The approach taken in prost-build to represent protobuf messages is
to generate corresponding structs with all fields declared public. This is
generally preferable to a more encapsulated Rust API with member accessors,
because domain-appropriate data access and enforcement of invariants often
cannot be adequately expressed by means of protobuf and is better realized via
hand-crafted domain types. Proto3 also enforces optionality on all fields,
which (in absence of customizations) makes the generated type ugly and
sub-optimal to work with if some of the fields shall always be set to a
non-degenerate value. So use of the proto-generated types should be
dedicated to decoding and encoding protobuf, and possibly for deriving some
utility trait impls like serde that can reuse the simple structures.

However, this allows Rust code consuming a message-derived struct type to use
struct initializer or matching syntax where all defined struct fields must be
present. If more fields are later added to the message definition without
changing its package name, and the generated struct type is updated, such
usages will fail to compile. This is not the case in Go, where field-keyed
struct initializers are allowed to omit fields, which then get initalized to
the zero value (which conveniently corresponds to the protobuf specification
for optional fields).

To work around this, the generated struct types can be annotated with a
`#[non_exhaustive]` attribute, which forbids struct initializer syntax or
exhaustive field matching in foreign crates, making all usages of these struct
types compatible with future field additions. This alone, however, leaves only
a cludgy way to initialize messages that relies on a derived `Default`
implementation and individual field assignments. To alleviate the pain, it is
recommended to add a builder pattern API allowing ergonomic initialization
syntax. To do this manually for each generated struct, however, would be very
tedious and time-consuming.

### Builder API generator/plugin

To plug this gap, we propose to create a code generator in Rust to augment
the output of prost-build with a builder API for each generated struct type.
This generator can be invoked
either from `build.rs` or an in-project generator tool, or as a `buf` plugin.
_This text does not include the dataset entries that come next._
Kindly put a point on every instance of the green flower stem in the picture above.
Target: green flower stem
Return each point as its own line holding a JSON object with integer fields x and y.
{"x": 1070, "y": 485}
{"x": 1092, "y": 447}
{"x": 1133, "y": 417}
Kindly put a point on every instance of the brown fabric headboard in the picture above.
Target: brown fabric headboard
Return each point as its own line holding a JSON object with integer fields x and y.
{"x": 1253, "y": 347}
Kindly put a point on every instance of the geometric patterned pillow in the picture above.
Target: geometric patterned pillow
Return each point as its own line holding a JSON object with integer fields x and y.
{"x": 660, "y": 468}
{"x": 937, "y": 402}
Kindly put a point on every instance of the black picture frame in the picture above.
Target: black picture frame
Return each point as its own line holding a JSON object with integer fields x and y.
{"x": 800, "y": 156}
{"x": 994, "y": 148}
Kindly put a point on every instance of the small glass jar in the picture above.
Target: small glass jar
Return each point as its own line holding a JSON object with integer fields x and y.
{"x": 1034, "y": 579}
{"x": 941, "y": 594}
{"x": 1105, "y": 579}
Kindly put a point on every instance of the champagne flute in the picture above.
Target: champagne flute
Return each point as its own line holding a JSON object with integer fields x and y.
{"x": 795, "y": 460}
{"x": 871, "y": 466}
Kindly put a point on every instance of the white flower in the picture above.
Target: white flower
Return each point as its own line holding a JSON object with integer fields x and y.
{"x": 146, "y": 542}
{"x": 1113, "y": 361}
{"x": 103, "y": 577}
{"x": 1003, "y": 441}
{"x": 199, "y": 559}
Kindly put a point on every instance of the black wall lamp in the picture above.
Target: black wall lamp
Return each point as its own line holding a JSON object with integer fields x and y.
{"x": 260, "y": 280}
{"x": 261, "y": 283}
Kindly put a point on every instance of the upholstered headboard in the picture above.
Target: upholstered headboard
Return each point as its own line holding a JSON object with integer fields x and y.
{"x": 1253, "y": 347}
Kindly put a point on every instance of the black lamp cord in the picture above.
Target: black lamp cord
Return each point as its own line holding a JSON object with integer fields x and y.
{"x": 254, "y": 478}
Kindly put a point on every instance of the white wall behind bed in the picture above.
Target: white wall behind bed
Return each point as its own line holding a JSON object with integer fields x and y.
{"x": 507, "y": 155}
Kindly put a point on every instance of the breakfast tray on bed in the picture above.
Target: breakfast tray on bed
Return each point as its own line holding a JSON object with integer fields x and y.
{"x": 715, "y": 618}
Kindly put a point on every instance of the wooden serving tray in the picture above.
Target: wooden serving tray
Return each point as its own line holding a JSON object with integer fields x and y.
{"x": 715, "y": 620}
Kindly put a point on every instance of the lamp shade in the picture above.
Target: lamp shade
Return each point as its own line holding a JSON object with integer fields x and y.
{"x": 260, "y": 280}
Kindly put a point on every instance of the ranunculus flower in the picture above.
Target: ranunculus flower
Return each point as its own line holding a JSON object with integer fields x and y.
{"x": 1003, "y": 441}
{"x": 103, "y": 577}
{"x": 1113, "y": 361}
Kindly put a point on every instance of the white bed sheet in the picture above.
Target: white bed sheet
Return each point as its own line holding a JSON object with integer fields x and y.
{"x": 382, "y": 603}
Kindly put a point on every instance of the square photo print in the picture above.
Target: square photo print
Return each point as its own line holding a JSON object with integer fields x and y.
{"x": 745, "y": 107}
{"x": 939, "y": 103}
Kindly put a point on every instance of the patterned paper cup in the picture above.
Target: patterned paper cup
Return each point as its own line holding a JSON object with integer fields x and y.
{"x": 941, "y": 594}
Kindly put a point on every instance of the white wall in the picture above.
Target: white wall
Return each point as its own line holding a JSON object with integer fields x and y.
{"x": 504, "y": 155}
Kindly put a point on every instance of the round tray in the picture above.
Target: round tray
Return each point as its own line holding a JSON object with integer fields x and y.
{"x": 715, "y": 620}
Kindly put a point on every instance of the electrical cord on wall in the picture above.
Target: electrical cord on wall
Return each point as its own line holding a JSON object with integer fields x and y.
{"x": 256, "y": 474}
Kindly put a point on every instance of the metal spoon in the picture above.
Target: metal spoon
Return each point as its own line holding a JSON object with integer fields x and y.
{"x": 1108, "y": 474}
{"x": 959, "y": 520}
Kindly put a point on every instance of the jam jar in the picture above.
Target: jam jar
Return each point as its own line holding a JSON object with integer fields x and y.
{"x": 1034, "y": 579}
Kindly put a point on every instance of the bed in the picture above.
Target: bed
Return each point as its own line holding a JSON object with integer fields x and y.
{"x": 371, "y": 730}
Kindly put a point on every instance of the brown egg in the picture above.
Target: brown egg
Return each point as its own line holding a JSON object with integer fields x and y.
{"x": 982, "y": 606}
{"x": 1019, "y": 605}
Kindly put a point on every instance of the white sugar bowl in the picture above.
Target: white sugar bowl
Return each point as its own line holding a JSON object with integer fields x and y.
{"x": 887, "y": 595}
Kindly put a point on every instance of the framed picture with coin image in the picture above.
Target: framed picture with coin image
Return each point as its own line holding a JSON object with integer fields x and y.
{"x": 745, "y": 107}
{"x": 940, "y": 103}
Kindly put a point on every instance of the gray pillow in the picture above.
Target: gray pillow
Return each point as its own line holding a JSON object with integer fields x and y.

As an example, using this proto definition:

```proto
message HelloRequest {
int version = 1;
repeated string flags = 2;
}
```

The generator will provide a builder API along these lines:

```rust
impl HelloRequest {
pub fn builder() -> self::prost_builders::HelloRequestBuilder {
todo!()
}
}

pub mod prost_builders {
pub struct HelloRequestBuilder {
inner: super::HelloRequest,
}

impl HelloRequestBuilder {
pub fn version(mut self, version: i32) -> Self {
self.inner.version = version;
self
}

pub fn flags<T>(mut self, flags: impl IntoIterator<Item = T>) -> Self
where T: Into<String>,
{
self.inner.flags = flags.into_iter().map(Into::into).collect();
self
}

pub fn build(self) -> super::HelloRequest {
self.inner
}
}
}
```

Note how the initializer methods of a builder can be equipped with convenient
generics, utilizing knowledge of the protobuf type system.

### Open issues

Do we still want to bump the version package for field additions
between major CometBFT proto releases, especially when adding important semantics?